Billie Castle is a ruined 15th-century quadrangular castle, 3 mi north west of Chirnside, Scottish Borders, Scotland, north of Billiemains. It was designated as a scheduled monument in 1988.

==History==
The property was owned by the Dunbars. Archibald Douglas, 6th Earl of Angus sheltered here in 1528 whilst his castle of Tantallon was being unsuccessfully besieged by James V of Scotland, the Angus family having acquired it in 1435. The Renton family were granted the castle in 1540, after it had been annexed by the Crown, but it was slighted by the forces of the Earl of Hertford in May 1544 after they had burnt Edinburgh. The castle was held against the English again, and in February 1548 Hugh Willoughby was sent with Thomas Carlisle and 50 horsemen by Grey of Wilton to captured "Billie tower". 10 men dismounted and took the "barbican" from a guard of four Scots.

James VI of Scotland alarmed the English garrison at Berwick-upon-Tweed by coming to hunt near Berwick-upon-Tweed in March 1596, staying a night the house of the laird of 'Beelleys' (Billie Castle), six miles from Berwick, and then returning to Dunglass. John Carey, 3rd Baron Hunsdon noted that the laird and lady of Billie were not in residence.

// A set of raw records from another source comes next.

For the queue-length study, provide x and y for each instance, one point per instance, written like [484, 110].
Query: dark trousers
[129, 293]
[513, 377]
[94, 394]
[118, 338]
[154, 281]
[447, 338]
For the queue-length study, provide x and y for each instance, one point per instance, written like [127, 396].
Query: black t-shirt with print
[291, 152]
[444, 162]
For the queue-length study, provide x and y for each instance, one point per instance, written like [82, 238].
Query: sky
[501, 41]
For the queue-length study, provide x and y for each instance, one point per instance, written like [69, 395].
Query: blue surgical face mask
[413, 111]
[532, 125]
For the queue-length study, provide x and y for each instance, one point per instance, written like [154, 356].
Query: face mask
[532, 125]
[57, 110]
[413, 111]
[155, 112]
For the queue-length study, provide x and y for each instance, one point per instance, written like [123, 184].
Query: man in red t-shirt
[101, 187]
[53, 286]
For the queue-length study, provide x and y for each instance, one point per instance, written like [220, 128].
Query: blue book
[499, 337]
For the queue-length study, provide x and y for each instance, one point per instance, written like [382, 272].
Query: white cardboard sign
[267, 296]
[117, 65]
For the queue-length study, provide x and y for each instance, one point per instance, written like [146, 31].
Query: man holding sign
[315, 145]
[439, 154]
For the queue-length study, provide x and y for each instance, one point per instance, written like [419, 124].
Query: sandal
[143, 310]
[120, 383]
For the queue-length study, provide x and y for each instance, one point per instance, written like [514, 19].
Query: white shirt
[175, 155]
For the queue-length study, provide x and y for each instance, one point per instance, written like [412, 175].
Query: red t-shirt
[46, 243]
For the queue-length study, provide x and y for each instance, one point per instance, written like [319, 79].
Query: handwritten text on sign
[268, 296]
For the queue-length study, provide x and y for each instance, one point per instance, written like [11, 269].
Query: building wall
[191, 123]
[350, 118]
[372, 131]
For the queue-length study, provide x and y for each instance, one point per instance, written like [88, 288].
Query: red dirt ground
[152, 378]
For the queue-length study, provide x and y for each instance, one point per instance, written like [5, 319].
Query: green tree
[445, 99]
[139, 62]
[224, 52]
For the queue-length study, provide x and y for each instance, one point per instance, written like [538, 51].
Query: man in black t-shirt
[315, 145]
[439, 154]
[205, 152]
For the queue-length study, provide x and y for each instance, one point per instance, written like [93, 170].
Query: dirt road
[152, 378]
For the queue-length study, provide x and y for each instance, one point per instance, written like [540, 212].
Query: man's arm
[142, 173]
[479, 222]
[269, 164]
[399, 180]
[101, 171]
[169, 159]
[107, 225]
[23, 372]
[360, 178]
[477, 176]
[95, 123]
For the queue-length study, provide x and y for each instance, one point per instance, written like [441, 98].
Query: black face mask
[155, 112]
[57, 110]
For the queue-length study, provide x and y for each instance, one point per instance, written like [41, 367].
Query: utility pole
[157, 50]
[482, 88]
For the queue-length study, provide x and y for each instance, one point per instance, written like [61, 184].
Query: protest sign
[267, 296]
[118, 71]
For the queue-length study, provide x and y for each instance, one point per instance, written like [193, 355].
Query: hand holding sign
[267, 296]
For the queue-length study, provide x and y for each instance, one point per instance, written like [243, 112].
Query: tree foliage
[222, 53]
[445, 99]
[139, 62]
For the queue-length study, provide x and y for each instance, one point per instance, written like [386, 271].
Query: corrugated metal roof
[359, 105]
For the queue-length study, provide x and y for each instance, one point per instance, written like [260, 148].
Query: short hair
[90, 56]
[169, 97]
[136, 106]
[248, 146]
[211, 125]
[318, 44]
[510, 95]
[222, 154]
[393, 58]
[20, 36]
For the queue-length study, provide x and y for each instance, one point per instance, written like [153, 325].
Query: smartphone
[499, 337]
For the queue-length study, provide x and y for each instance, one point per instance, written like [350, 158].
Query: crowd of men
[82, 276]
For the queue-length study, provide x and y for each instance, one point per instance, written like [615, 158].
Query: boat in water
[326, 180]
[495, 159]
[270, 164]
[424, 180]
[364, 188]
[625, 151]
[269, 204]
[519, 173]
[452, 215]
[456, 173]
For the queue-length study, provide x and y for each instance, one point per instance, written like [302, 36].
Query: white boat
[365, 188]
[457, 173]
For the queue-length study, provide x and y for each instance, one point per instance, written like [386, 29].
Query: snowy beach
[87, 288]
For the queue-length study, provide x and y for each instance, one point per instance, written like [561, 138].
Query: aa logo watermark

More substantial remains were visible up to the 19th century.

==Structure==
Billie Castle appears to have been a strong quadrangular keep, about 50 ft by 40 ft, with walls over 7 ft thick. An outer wall surrounded the keep. It occupied a platform about 41 by 31 m that was protected by a single ditch 8 m wide and 1.5 m deep on three sides. On the south side, there were double ditches that may have been flooded by means of earthen dams at both ends of a natural gully just south of the enclosure. It is thought that the building had three storeys, with the upper ones being reached by a narrow stone stair in the north west angle. There were two rounded towers at the southernmost angles of the keep. Within the quadrangle are remnants of a tower and the gatehouse. Large, squared, red sandstone blocks were used in the construction. The castle is now a turf-covered mound 2.5 m high that covers an area of 16 sqm.

East of the castle there are the remains of a kiln, and two enclosures each of which contain traces of rectangular foundations.